An interesting hypothesis.
But as a person of the blond type myself, I have a different take on the "story".

The tourists were from the USA and were being a bit loud and crass, as is sometimes the case with their fellow countrymen when travelling abroad.

The blonde waitress was student of mathematics at the nearby University of North Wales in Bangor. A bit of a Rachel Riley* sort of person, who was doing a part-time job to earn a few quid.
When asked the all important question:
"How do you pronounce:"
LlanfairPG.png

The devil made her give the facetious answer...

JimB


* https://en.wikipedia.org/wiki/Rachel_Riley
 

gophert

Active Member
An interesting hypothesis.
But as a person of the blond type myself, I have a different take on the "story".

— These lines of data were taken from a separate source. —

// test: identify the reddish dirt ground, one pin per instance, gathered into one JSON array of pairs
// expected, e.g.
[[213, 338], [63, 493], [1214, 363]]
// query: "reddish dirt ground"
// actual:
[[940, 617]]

The tourists were from the USA and were being a bit loud and crass, as is sometimes the case with their fellow countrymen when travelling abroad.

The blonde waitress was student of mathematics at the nearby University of North Wales in Bangor. A bit of a Rachel Riley* sort of person, who was doing a part-time job to earn a few quid.
When asked the all important question:
"How do you pronounce:"
View attachment 113510

The devil made her give the facetious answer...

JimB


* https://en.wikipedia.org/wiki/Rachel_Riley

I don't think you found the error in the original story either.
There are No waitresses at Burger Kings - only cashiers.
 

JimB

Super Moderator
Most Helpful Member
There are No waitresses at Burger Kings - only cashiers.
Well, I never would have worked that one out.
I am not sure if I have ever been in a Burger King.
I was once in a place, late at night in the middle of Glasgow, it may have been a BK or a McD, I cannot remember it was many years ago.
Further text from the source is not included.